The rear camera systems look similar at a glance — both lead with a 50 MP main sensor backed by an 8 MP secondary, both offer OIS, 4K at 30fps video, phase-detection autofocus, and an identical manual controls toolkit. The Samsung Galaxy F36 5G adds a third 2 MP lens, but a 2 MP depth sensor contributes almost nothing beyond what software portrait algorithms already handle; it should not be treated as a meaningful hardware advantage. More relevant is the Realme 15 5G's BSI (Back-Side Illuminated) sensor, which captures more light per pixel — a genuine benefit in low-light or indoor shooting where the F36 5G's conventional sensor may produce noisier results. The Realme also features a dual-tone, dual-LED flash versus the F36 5G's single LED, which helps produce more natural, color-accurate flash photography.
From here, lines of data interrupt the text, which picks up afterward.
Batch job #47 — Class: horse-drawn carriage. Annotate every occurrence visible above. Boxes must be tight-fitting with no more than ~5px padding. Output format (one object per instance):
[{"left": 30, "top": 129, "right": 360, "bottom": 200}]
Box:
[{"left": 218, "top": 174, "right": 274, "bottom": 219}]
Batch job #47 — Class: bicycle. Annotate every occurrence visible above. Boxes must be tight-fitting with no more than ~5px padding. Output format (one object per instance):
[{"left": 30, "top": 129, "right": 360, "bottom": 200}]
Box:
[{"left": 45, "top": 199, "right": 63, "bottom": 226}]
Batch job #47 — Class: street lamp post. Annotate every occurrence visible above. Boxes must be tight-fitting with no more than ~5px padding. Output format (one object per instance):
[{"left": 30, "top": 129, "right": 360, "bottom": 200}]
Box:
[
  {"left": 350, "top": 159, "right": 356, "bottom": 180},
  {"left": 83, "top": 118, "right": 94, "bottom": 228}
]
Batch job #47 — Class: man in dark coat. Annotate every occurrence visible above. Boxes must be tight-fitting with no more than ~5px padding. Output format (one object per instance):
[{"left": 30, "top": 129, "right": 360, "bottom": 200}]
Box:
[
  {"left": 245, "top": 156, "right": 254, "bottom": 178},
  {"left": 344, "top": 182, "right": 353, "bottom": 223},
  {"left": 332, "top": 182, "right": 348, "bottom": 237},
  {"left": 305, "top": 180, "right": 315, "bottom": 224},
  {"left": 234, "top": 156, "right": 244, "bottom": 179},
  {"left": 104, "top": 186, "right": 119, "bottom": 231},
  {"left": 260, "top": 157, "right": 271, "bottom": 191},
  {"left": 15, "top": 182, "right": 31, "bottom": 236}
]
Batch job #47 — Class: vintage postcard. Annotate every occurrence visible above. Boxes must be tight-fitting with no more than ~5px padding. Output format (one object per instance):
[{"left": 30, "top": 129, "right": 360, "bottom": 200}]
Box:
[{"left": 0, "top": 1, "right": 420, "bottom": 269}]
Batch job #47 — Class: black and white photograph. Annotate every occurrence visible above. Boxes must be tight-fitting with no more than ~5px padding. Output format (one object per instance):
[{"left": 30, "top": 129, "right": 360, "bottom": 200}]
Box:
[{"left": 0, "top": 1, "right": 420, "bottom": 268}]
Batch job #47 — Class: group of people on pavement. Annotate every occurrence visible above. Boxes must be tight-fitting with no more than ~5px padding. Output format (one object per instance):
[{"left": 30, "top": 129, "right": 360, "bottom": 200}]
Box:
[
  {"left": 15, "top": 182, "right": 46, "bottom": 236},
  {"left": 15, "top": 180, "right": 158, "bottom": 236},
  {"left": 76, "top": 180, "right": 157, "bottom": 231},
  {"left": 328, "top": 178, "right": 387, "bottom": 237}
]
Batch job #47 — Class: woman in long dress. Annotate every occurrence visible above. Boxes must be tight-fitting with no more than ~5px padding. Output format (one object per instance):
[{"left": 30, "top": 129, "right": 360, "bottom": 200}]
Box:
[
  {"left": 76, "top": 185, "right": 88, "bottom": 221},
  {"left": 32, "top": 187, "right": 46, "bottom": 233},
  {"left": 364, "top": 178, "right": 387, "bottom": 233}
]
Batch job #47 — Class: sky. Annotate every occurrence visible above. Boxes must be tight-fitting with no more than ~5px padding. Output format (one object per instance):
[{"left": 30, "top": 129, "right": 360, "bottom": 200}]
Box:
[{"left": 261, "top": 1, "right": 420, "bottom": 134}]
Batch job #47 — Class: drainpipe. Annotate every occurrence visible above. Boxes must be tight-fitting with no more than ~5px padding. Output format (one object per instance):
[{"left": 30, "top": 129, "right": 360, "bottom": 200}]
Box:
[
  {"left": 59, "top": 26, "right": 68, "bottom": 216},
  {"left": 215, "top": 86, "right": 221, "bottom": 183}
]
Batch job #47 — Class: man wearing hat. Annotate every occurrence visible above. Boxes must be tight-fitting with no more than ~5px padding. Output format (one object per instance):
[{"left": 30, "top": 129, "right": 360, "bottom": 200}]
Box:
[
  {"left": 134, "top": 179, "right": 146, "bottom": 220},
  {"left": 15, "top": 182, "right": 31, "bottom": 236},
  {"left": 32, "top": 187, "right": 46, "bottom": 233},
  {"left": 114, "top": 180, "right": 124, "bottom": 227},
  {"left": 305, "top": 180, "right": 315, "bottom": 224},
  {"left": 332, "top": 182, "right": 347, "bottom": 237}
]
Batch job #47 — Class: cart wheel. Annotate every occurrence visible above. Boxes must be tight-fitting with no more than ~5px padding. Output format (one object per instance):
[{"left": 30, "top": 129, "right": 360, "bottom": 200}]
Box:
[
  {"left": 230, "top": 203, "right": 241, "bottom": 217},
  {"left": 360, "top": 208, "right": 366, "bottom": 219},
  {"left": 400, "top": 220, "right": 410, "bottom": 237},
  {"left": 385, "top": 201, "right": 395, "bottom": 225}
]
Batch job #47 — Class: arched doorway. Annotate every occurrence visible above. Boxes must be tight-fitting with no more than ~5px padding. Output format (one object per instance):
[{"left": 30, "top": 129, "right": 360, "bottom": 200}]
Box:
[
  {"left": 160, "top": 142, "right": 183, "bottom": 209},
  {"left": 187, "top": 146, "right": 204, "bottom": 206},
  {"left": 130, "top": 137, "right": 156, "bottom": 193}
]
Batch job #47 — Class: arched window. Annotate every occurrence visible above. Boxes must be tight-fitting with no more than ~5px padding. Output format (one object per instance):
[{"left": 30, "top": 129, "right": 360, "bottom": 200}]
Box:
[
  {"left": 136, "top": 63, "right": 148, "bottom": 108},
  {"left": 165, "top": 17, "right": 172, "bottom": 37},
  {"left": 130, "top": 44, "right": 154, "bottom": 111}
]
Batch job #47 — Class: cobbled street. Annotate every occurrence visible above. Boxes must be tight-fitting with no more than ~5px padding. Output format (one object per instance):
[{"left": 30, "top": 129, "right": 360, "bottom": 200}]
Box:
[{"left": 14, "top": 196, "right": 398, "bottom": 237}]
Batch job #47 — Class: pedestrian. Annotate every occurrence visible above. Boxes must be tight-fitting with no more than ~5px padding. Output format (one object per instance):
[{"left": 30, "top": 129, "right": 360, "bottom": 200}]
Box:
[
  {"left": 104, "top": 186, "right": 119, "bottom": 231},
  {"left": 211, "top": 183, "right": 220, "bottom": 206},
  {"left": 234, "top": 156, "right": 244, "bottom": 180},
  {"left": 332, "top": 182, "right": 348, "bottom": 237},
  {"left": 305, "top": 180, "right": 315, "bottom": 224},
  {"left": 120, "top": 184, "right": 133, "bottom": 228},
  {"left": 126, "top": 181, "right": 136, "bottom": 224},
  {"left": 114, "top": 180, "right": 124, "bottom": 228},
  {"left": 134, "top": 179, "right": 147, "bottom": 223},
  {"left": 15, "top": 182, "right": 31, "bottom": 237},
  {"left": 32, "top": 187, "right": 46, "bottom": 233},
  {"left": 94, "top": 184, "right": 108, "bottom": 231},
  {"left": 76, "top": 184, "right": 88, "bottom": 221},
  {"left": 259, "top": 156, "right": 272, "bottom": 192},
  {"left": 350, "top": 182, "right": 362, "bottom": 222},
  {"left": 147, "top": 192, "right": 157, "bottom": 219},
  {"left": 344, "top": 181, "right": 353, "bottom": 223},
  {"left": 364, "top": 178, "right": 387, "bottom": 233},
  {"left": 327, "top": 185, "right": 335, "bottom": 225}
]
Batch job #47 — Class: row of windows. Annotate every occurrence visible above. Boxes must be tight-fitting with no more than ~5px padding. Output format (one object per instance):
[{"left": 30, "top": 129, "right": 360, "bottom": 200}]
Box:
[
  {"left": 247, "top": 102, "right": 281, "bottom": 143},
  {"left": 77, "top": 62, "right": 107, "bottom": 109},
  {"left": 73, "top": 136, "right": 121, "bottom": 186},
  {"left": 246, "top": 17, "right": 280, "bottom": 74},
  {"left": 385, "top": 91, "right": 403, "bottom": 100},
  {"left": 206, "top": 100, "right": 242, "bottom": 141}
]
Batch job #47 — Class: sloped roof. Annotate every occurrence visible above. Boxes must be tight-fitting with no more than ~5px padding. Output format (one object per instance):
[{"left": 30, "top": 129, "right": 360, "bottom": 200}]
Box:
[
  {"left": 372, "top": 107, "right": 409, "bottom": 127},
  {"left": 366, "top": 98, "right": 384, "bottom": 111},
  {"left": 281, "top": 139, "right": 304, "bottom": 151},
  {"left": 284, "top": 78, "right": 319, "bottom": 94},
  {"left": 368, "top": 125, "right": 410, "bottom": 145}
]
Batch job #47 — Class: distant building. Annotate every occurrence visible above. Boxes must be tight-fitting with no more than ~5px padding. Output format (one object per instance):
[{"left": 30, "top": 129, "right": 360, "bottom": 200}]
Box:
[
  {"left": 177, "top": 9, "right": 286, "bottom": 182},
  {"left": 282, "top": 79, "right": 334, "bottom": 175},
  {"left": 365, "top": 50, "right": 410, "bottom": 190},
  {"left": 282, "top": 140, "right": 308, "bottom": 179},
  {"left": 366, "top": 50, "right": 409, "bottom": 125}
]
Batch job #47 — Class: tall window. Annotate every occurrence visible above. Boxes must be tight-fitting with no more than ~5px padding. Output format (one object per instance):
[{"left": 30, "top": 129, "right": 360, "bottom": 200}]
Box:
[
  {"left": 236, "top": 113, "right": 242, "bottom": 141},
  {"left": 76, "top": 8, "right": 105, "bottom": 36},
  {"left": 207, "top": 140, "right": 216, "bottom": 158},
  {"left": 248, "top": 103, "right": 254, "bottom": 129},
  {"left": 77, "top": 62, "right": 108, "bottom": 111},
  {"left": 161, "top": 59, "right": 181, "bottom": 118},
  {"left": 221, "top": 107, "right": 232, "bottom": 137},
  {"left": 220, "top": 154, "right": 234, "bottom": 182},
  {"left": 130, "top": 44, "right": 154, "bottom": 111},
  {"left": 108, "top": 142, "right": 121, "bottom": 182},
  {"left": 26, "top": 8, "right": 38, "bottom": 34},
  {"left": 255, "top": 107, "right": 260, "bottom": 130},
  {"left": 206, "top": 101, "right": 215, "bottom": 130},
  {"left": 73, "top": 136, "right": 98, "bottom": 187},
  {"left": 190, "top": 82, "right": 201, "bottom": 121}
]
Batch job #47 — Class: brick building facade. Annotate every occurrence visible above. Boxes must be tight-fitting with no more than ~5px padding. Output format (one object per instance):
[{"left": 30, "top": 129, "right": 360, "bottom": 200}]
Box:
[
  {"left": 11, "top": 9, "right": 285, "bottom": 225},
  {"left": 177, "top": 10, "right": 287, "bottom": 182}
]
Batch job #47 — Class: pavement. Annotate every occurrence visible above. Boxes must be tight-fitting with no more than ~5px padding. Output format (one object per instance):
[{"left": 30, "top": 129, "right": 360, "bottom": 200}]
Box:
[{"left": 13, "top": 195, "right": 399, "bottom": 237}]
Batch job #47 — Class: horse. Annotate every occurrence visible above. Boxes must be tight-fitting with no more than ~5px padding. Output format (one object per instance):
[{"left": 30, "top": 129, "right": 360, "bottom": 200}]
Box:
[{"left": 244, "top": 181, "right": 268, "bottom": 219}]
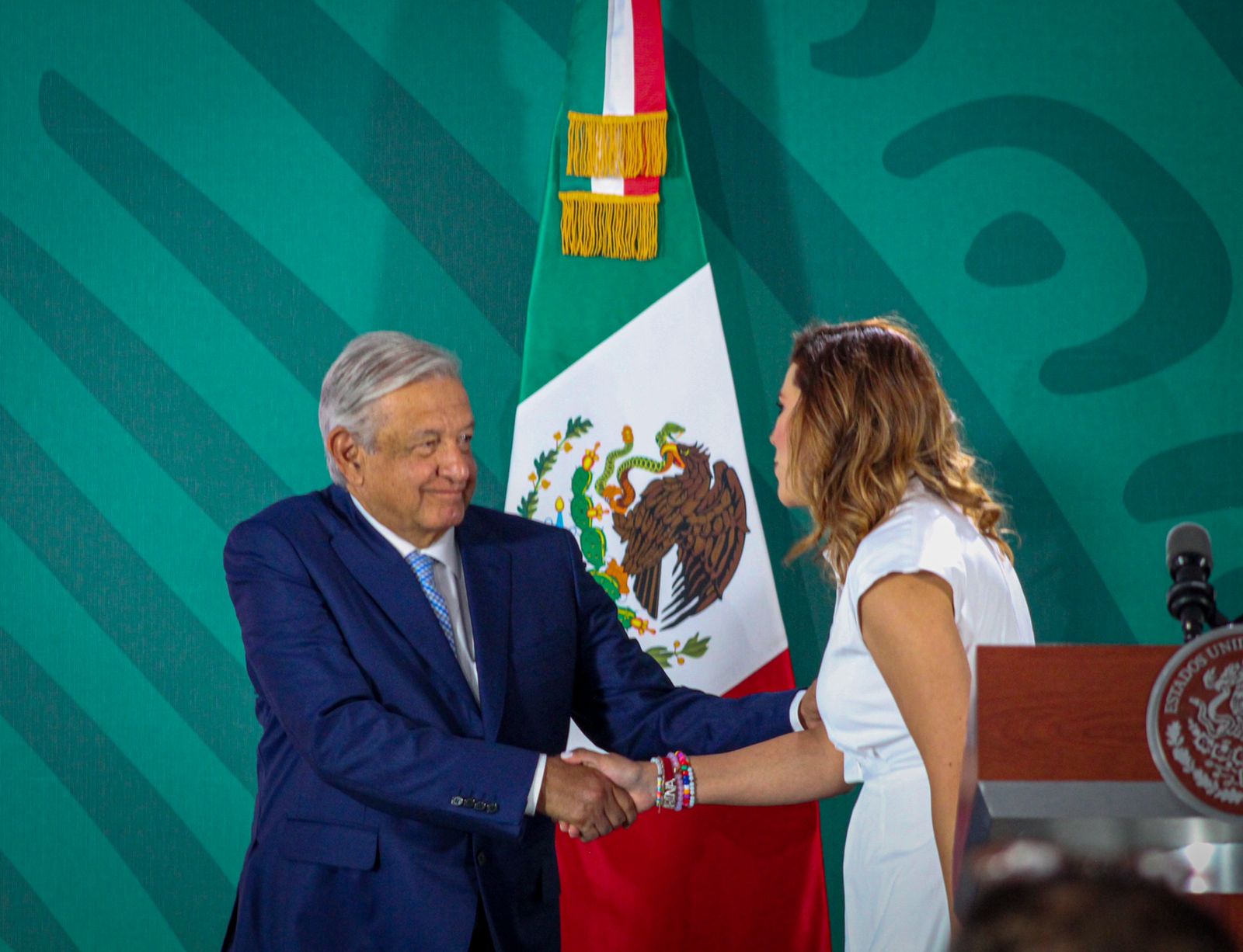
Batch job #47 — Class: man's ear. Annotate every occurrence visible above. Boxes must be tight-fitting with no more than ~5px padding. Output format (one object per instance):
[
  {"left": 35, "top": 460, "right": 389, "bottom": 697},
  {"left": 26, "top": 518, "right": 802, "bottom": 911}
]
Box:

The starkest difference in this group, however, sits on the front. The Realme 15 5G's 50 MP front camera dwarfs the F36 5G's 13 MP shooter — a nearly fourfold resolution gap that translates directly to sharper, more detailed selfies with greater cropping flexibility. For users who rely heavily on the front camera for video calls, social content, or portraits, this alone is a decisive differentiator.
Both phones share the same video ceiling, autofocus behavior, and creative shooting modes, so those are non-factors. On the rear, the Realme's BSI sensor and superior flash give it a subtle but real edge in image quality. Combined with its dominant front camera, the Realme 15 5G wins this category clearly, particularly for selfie-focused users.